# ABT test w/wo simmered bacon



## daveomak (Mar 4, 2011)

Awhile back I asked about boiling bacon for ABTs.

Well here is the test.








Simmered at 165ish covered for about an hour. Placed between paper towels to dry and remove more fat.







Pepper boats stuffed with raw andouille left over from casing stuffing. Sweet onion and jack layered.

Simmered and raw bacon added to finish.







Wrapping the "boat" ABTs w/bacon was a PITA. Decided to lay it on. The wrinkled and the wrapped bacon is the simmered bacon.







I remembered the camera before we ate them all. The dark brown, crisp bacon is the stuff that was simmered.

The ABTs were all good.

The simmered bacon was wwwaaaayyyy crisper and the crisp texture improved the experience.

Should have precooked the andouille sausage to reduce the fat in the boat and used less of it.

More jack cheese and more onion. When the flavor of the pepper, jack, onion and bacon were all present in the ABT is was a real flavor treat. Undescribable.

I need to be more consistent in the addition of ingredients to obtain that balance of sweet, salty, crispy, cheesy.

The pepper boats need to be salted before stuffed and a hole poked in them to allow fat to escape.

The bacon needs salt after simmering.

The simmered bacon test was a good one. It is how I will prepare the bacon for ABTs from now on.

I am very happy with the results. 

Thanks to all who responded to my previous thread.

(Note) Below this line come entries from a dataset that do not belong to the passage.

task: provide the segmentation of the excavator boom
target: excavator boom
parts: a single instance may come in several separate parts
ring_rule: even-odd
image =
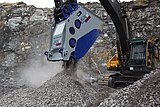
[[[118,33],[122,54],[129,53],[128,39],[129,29],[126,12],[117,0],[99,0],[107,13],[110,15]]]

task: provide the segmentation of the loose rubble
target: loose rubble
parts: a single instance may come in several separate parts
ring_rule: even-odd
[[[159,77],[160,70],[152,71],[133,85],[111,94],[99,107],[159,107]]]
[[[88,107],[98,102],[97,92],[65,71],[32,90],[16,90],[0,99],[1,107]]]

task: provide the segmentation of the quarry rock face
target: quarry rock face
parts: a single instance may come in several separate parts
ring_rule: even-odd
[[[44,59],[53,23],[50,9],[36,9],[23,2],[1,3],[0,10],[1,96],[20,87],[14,83],[27,60]]]
[[[52,25],[52,22],[50,23],[51,18],[49,18],[51,14],[49,9],[36,9],[36,7],[27,6],[23,2],[0,5],[2,10],[0,21],[5,22],[0,30],[2,35],[0,43],[1,48],[3,48],[0,51],[2,53],[10,50],[18,56],[27,55],[29,52],[36,51],[41,40],[44,42],[48,40],[50,26]]]
[[[45,12],[42,9],[36,9],[35,13],[31,16],[30,21],[47,20]]]
[[[153,1],[148,7],[133,11],[130,16],[133,36],[148,38],[160,33],[160,3]]]

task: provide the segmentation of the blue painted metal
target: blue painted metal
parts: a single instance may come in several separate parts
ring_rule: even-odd
[[[69,12],[69,8],[66,8],[68,12],[65,13],[66,16],[62,10],[65,5],[72,6]],[[66,2],[54,10],[55,20],[57,20],[52,28],[49,52],[46,53],[49,61],[69,61],[71,58],[75,60],[82,58],[97,39],[99,30],[102,30],[103,21],[101,19],[86,8],[73,5]],[[76,8],[78,10],[75,11]]]
[[[72,6],[70,4],[66,4],[65,6],[63,6],[62,13],[64,19],[67,19],[73,13]]]
[[[69,45],[70,45],[72,48],[74,48],[75,45],[76,45],[76,40],[75,40],[74,38],[71,38],[71,39],[69,40]]]
[[[78,9],[77,0],[74,0],[70,4],[64,4],[59,7],[59,14],[62,12],[61,18],[54,13],[54,19],[56,23],[66,20],[74,11]]]
[[[99,33],[100,30],[94,29],[78,39],[73,56],[75,60],[82,58],[88,52],[88,50],[91,48],[91,46],[99,36]]]
[[[74,8],[74,10],[77,10],[78,9],[78,3],[77,3],[77,0],[73,1],[71,3],[72,7]]]
[[[80,27],[81,27],[81,21],[77,19],[75,21],[75,26],[76,26],[77,29],[80,29]]]

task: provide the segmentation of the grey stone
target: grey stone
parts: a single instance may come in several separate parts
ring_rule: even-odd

The next test will include different cheeses.


----------



## rbranstner (Mar 4, 2011)

Hmm interesting. The only issue I would run into is when we make them for family gatherings we are making 100+ at a time so that would be a lot of bacon to try and simmer.


----------



## Bearcarver (Mar 4, 2011)

Sounds like a PITA, but they all look great!

I'll take 5 of each!

Bear


----------



## SmokinAl (Mar 4, 2011)

Were you using thick sliced bacon? The reason I ask is that I use the thinnest bacon I can find & it comes out crispy every time without precooking.


----------



## realtorterry (Mar 4, 2011)

Im with Al on the thin bacon. I also move them close to the firebox side for the last few minutes to crisp up!


----------



## chef willie (Mar 4, 2011)

Ditto with Al & Terry on the thin bacon. I cut mine in half and wrap around the ABT, stretching it as needed...holds everything together nicely and gets crisp. I also do mine on a rack so most of the fat drips away and the ABT's don't sit in it. If you like 'em, that's all that counts


----------



## alelover (Mar 4, 2011)

They are easier to wrap with thin bacon. They both look good though.


----------



## stircrazy (Mar 5, 2011)

I would be concerned that the boiling of the bacon would also make it a lot more bland.. boiling bacon just sounds wrong 
	

	
	
		
		



		
		
	


	





Steve


----------



## rbranstner (Mar 5, 2011)

Chef Willie said:


> Ditto with Al & Terry on the thin bacon. I cut mine in half and wrap around the ABT, stretching it as needed...holds everything together nicely and gets crisp. I also do mine on a rack so most of the fat drips away and the ABT's don't sit in it. If you like 'em, that's all that counts




I'm the same way. Get the most thin bacon you can find and cut them in half and wrap them around the pepper and put them right on the grate. They always come out nice and crispy. If you need to kick up the heat for the last little bit to make them a little more crispy.


----------